- A psychology professor in Norway discovered that a paper he was invited to review cited his own work—except that the cited research did not exist, clearly illustrating the “hallucinated citation” phenomenon caused by generative AI.
- This phenomenon is spreading across academia, from prestigious journals to policy reports, showing that generative AI is eroding the credibility of scientific publishing.
- The volume of submissions to journals has spiked since large language models became popular, driven by both legitimate productivity gains and organized fraud.
- “Paper mills” sell mass-produced research papers that reuse text and image templates, particularly in fields like cancer research, blockchain, and AI.
- AI does not only write text but also generates fake scientific images, such as histology, electrophoresis gels, and even misleading biological illustrations that still pass peer review.
- Some major AI conferences have seen submissions double in five years; over 50 papers containing fabricated citations have slipped through the review process.

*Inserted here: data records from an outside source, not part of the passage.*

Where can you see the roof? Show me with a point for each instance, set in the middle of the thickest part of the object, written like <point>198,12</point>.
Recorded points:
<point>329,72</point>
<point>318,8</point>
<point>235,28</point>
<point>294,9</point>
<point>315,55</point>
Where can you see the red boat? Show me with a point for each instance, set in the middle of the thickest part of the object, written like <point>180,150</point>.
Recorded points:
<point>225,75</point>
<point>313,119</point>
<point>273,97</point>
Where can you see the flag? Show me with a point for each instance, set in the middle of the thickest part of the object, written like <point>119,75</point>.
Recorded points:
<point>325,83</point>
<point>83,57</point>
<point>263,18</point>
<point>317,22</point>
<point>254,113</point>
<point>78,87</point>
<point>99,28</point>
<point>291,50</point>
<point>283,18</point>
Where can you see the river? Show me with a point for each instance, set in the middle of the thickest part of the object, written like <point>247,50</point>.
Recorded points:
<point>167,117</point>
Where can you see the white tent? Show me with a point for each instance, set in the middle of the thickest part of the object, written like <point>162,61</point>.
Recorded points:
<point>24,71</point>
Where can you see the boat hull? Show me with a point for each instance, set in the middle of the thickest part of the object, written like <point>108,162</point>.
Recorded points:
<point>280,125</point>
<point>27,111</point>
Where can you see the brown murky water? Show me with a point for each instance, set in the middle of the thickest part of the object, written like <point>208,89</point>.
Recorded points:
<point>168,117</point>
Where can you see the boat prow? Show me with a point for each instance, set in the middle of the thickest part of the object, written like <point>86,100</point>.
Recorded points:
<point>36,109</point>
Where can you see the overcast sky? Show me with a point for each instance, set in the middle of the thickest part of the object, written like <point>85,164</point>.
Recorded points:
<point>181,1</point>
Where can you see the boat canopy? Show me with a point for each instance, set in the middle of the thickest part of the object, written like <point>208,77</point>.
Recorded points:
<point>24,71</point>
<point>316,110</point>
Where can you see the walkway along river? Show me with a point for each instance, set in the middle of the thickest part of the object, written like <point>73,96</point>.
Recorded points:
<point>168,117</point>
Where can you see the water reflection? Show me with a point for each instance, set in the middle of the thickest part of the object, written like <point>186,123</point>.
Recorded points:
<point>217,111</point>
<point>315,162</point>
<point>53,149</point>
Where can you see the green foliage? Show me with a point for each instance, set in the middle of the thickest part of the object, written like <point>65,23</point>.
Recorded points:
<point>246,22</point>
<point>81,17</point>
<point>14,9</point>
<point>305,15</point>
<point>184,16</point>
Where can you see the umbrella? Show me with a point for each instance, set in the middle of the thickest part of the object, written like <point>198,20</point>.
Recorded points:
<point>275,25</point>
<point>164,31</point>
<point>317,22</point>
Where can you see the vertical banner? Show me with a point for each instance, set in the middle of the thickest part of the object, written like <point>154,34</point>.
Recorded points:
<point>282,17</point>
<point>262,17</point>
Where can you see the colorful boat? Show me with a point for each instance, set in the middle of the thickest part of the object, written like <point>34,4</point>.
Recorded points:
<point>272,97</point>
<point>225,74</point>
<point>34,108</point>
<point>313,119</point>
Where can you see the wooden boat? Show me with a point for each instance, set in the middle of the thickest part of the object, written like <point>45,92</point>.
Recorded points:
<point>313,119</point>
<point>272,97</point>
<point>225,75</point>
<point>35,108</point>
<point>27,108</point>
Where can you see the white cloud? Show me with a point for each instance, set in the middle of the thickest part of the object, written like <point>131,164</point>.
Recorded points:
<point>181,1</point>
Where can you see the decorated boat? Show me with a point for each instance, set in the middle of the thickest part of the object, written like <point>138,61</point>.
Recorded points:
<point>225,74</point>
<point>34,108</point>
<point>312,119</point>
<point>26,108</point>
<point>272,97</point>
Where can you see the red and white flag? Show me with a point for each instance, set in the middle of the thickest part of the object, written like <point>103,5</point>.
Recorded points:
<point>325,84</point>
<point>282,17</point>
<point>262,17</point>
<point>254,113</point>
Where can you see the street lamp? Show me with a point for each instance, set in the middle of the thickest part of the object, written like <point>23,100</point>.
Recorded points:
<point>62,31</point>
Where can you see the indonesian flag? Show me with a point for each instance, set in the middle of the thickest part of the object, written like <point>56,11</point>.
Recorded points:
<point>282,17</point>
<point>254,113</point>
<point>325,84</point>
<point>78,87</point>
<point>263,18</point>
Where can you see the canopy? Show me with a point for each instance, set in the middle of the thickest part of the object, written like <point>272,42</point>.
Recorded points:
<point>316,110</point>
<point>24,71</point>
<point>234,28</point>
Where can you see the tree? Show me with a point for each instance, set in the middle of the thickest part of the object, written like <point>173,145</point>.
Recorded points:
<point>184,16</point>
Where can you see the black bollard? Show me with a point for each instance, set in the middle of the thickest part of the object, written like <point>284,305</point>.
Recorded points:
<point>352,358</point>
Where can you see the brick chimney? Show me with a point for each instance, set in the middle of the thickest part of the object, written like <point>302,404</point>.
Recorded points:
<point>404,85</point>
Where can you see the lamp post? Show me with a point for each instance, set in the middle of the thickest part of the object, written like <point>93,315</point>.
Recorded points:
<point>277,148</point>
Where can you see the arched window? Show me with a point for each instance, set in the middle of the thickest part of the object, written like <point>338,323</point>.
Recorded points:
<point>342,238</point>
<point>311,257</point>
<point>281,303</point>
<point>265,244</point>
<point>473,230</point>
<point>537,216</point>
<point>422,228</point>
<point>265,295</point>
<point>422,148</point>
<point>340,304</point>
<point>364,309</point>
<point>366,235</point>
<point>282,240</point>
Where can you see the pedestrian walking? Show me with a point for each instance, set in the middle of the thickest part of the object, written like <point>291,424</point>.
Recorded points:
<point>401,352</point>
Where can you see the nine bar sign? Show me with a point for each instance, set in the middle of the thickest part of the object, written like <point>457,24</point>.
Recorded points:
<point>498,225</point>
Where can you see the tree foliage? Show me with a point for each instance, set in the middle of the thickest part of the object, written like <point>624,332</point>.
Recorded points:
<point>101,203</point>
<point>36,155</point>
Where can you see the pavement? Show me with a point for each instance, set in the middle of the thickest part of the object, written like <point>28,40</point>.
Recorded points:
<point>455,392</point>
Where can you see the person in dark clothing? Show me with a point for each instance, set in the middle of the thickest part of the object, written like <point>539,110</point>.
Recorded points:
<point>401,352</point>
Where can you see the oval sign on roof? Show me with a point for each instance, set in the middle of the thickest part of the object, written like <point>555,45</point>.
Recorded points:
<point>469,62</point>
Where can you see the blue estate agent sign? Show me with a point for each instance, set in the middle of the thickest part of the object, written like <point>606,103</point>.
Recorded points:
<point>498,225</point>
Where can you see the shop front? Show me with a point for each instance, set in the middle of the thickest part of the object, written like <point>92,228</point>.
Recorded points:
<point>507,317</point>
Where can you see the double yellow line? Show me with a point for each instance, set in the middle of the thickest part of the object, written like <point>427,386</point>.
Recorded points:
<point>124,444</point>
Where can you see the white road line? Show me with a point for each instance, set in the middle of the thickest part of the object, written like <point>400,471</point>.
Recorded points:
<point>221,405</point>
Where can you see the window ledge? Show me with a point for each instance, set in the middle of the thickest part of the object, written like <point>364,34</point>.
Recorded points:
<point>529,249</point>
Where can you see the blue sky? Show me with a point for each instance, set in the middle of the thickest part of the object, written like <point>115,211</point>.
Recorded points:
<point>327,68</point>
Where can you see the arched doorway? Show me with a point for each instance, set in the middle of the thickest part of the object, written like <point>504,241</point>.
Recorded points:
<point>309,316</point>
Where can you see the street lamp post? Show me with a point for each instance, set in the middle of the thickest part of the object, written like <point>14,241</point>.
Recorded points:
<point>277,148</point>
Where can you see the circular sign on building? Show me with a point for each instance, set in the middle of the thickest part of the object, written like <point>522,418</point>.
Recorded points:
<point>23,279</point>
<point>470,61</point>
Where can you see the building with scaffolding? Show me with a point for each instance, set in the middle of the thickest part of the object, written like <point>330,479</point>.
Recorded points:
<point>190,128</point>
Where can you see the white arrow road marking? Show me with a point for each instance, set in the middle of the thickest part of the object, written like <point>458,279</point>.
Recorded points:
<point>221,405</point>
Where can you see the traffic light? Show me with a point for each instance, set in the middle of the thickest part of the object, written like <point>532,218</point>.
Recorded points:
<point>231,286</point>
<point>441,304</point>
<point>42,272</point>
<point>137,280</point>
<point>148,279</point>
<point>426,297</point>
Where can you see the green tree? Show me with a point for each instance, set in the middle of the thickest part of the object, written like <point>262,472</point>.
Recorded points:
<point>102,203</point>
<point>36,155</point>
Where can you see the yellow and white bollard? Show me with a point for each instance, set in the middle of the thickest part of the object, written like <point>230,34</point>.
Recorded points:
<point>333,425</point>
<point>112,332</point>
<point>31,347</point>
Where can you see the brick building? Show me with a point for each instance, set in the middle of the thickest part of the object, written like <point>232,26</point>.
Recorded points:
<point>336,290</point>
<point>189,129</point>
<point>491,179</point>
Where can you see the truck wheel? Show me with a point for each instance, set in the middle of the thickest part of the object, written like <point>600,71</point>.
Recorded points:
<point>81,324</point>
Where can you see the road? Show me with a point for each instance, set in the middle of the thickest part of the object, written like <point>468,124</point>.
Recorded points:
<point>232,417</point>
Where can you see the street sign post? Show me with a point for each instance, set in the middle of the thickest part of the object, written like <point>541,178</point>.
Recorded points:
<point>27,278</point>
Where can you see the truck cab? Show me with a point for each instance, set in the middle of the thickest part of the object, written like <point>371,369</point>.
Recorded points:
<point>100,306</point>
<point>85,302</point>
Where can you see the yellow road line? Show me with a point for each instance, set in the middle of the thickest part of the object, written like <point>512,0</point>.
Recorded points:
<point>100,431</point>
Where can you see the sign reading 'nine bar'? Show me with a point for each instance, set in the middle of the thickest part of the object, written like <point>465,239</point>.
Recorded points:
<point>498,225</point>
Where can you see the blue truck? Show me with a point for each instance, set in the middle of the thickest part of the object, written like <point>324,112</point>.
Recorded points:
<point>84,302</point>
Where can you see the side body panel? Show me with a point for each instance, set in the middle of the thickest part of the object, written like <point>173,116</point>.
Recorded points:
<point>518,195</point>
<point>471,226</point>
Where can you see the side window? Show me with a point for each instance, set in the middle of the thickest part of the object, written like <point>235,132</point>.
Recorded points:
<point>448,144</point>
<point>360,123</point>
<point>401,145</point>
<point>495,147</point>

- Approximately 50% of reviews at some conferences are written with AI assistance, and about 20% are generated entirely by AI.
- Preprint servers like arXiv, bioRxiv, and medRxiv are also seeing a wave of AI papers, including cases where previously unpublished authors submit up to 50 papers a year.
- If the “noise” ratio exceeds the “signal,” the scientific community faces an existential crisis where real knowledge is submerged.
Conclusion: Some major AI conferences have seen submissions double in five years; over 50 papers containing fabricated citations have slipped through the review process. Over 50% of reviews at some conferences are AI-assisted, with 20% entirely AI-generated. Journal submissions have spiked following the popularity of LLMs, due to both legitimate efficiency and organized fraud. Science faces a risk of long-term “cognitive pollution,” where AI writes – AI reviews – and AI learns from the very data trash it created.